D. Membantu melalui pembelajaran dan pendampingan pengikut pertama untuk menerapkan ide dan praktik baru dengan penuh kesabaran karena kemungkinan rute dan ritme belajarnya berbeda.

E. Mempromosikan penerapan ide dan praktik baru yang dilakukan pengikut pertama di berbagai kesempatan


Dikritik. Ide dan praktik baru yang dilakukan penggerak perubahan dikritik. Masyarakat sudah semakin perhatian terhadap ide dan praktik baru tapi masih dipandang dari sudut pandang lama. Kehadiran ide dan praktik baru dianggap sebagai ancaman.

Apa yang harus dilakukan penggerak perubahan?

Ada dua pilihan yang bisa dipilih: menghadapi kritikan atau memperbanyak barisan. 

Kalau menghadapi kritikan,

A. Menyiapkan bukti keberhasilan ide dan praktik baru dalam bentuk contoh maupun bukti riset

B. Memahami sudut pandang yang melandasi kritik dan bangun argumentasi yang mematahkan sudut

pandang tersebut.

C. Memilih momen yang tepat untuk menghadapi kritikan. Usahakan di area yang netral dan disaksikan banyak orang.

D. Menghadapi kritik bukan untuk menghancurkan kritikus, tapi untuk meyakinkan. Karena itu, penting

bersiap dan memberi ruang kompromi bersama.

Kalau memperbanyak barisan,

A. Menggunakan kritik untuk mengedukasi pengikut pertama tentang manfaat ide dan praktik baru

B. Menggunakan kritik untuk mengidentifikasi orang yang berseberangan dengan kritik tersebut. Mereka bisa diajak untuk bergabung dengan pengikut pertama.
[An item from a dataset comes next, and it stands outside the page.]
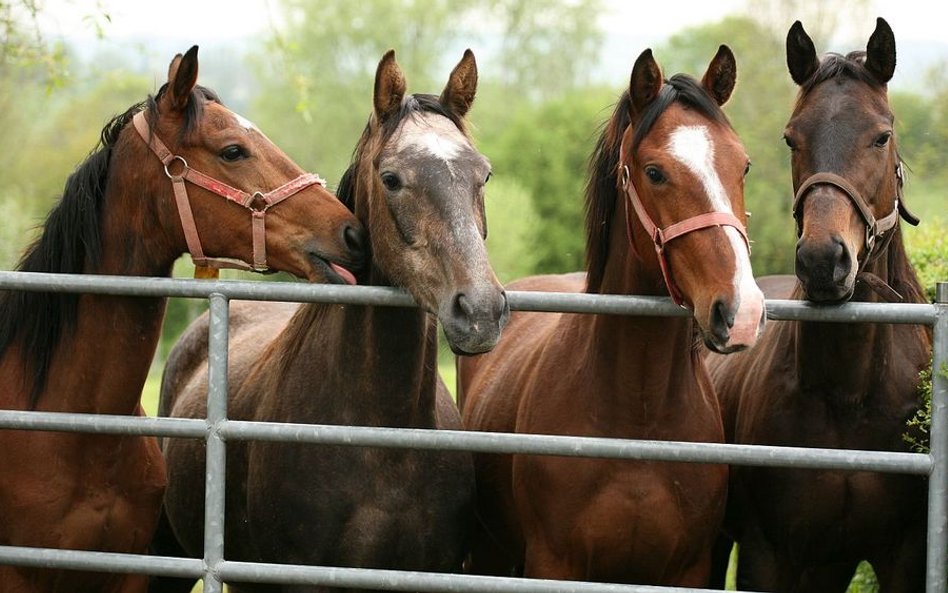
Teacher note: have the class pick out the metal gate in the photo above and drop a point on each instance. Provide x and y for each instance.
(217, 429)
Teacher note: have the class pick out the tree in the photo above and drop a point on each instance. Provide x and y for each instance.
(759, 110)
(546, 149)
C. Memfasilitasi pengikut pertama untuk mengajak kalangan Mayoritas Awal untuk menerapkan ide dan praktik baru

D. Membuat atau mencari program pelatihan yang bisa mendidik banyak orang menerapkan ide dan praktik baru


Diterima. Ide dan praktik baru yang dilakukan penggerak perubahan diterima. Masyarakat sudah memahami penjelasan dan meyakini manfaat dari ide dan praktik baru. Ide dan praktik baru dipelajari dan praktik baiknya dibagikan.
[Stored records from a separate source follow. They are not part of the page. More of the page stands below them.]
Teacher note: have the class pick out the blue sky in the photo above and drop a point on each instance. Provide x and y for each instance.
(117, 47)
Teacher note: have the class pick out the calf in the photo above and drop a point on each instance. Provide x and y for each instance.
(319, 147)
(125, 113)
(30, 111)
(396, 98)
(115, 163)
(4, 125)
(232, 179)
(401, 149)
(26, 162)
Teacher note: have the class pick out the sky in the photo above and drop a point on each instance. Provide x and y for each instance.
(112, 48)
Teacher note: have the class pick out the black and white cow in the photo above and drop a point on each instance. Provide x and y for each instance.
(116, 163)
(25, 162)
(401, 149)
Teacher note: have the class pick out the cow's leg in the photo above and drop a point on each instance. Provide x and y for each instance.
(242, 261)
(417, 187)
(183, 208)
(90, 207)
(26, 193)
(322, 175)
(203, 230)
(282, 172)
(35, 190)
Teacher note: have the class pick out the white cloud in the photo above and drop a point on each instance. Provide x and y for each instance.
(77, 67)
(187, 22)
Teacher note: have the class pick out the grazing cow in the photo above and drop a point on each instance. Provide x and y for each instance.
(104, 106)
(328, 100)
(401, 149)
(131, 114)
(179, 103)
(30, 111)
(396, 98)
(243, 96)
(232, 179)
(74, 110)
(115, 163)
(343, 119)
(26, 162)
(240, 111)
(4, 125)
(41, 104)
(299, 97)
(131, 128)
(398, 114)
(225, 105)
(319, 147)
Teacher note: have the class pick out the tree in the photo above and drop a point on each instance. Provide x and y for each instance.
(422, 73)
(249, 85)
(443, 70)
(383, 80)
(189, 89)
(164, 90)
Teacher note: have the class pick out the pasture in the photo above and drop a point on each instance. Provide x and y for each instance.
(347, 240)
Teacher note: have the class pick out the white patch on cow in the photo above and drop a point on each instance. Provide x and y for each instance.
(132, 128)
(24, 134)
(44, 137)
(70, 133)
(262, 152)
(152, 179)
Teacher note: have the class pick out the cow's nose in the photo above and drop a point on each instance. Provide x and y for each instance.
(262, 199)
Apa yang harus dilakukan penggerak perubahan?

A. Menyiapkan pengikut pertama untuk melatih kalangan Mayoritas Awal menerapkan ide dan praktik baru

B. Melaksanakan program pelatihan yang bisa mendidik banyak orang menerapkan ide dan praktik baru


Dikutip dari modul Pelatihan Pemimpin Merdeka Belajar (Ebook 2 - Teori Penggerak Perubahan Pendidikan).